Tips and considerations
Compare offers from at least three Greek banks and request the full APRC (Annual Percentage Rate of Charge), which includes all fees, not just the headline interest rate. If your income is in euros, a euro mortgage eliminates currency risk. Consider overpaying by 10-20% monthly if your contract allows it to reduce total interest significantly. Check whether your mortgage qualifies for any first-time buyer subsidies from the Greek government or the Hellenic Housing Guarantee Fund.
Frequently asked questions
What interest rates do Greek banks offer on mortgages in 2025?

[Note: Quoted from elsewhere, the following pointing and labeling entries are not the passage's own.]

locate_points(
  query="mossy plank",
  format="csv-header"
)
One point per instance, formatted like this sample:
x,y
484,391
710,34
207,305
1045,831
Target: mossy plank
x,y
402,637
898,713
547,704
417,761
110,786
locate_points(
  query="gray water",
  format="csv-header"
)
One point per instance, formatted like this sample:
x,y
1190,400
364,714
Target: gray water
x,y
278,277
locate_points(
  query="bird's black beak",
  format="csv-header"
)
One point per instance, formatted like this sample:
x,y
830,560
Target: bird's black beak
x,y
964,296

Greek bank mortgage rates in 2025 typically range from 3.0% to 5.5% per annum depending on the loan-to-value ratio, the borrower's credit profile, and whether the rate is fixed or floating. Fixed rates for the first five to ten years are offered by most Greek banks at a premium over the variable rate, which is usually linked to Euribor (typically the 3-month or 6-month rate) plus a margin of 2 to 3 percentage points. With Euribor at around 2.5% in mid-2025, variable-rate mortgages carry an all-in rate of approximately 4.5-5.5%. First-time buyer programs and social housing schemes occasionally offer slightly subsidised rates through specific bank-government partnerships.

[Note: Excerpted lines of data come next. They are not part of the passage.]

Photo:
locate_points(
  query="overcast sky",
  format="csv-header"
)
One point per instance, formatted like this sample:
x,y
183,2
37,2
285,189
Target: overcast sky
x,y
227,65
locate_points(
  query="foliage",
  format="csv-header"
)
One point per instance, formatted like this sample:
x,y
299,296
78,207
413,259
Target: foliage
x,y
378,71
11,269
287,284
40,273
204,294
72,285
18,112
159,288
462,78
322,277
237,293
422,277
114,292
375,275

How much can I borrow for a Greek property?
Greek banks generally lend up to 80% of the lower of the purchase price or the bank-appointed valuation (LTV 80%). Some banks will stretch to 85% for first-time buyers with strong income profiles. The maximum loan amount is also constrained by a debt-to-income test: total monthly debt servicing (mortgage plus other loans) should not exceed 30-40% of net monthly income, depending on the lender. Proof of stable employment or rental income is required. Self-employed applicants typically need two years of tax returns, and income is assessed conservatively at 70-80% of declared taxable income.

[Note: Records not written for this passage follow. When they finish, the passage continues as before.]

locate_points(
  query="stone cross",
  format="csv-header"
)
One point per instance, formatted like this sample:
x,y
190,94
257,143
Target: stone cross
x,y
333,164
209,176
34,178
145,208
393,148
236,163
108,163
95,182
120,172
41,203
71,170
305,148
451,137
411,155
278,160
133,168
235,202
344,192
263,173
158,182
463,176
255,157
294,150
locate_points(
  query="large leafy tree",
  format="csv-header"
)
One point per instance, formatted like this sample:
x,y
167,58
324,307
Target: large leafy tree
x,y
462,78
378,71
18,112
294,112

Are there extra costs when taking a Greek mortgage?
Yes. Taking a Greek mortgage involves additional upfront costs beyond the standard property purchase costs. The bank will commission a valuation from an approved surveyor (typically 300-600 EUR). A mortgage deed is executed before the notary, attracting notarial fees at approximately the same tariff as the purchase deed but on the loan amount. There is also a mortgage registration fee of approximately 0.5-0.675% of the loan amount payable to the land registry. Some banks also charge an arrangement fee of 0.5-1% of the loan amount. Home insurance (compulsory) and life insurance (usually required by the bank) add to the ongoing annual cost.
Can I make early repayments on a Greek mortgage?
Early repayment of Greek mortgages is possible, but Greek law allows banks to charge an early repayment penalty. For variable-rate mortgages, the EU Mortgage Directive limits penalties to actual funding losses, which in practice are often zero or very small. For fixed-rate mortgages, banks typically charge a penalty equal to 0.5-1% of the amount repaid within the fixed-rate period, intended to compensate the lender for interest rate risk. After the fixed-rate period ends, repayments usually carry no penalty. Always review the specific mortgage contract terms before making lump-sum repayments, as the penalty clauses vary between Greek banks and between products.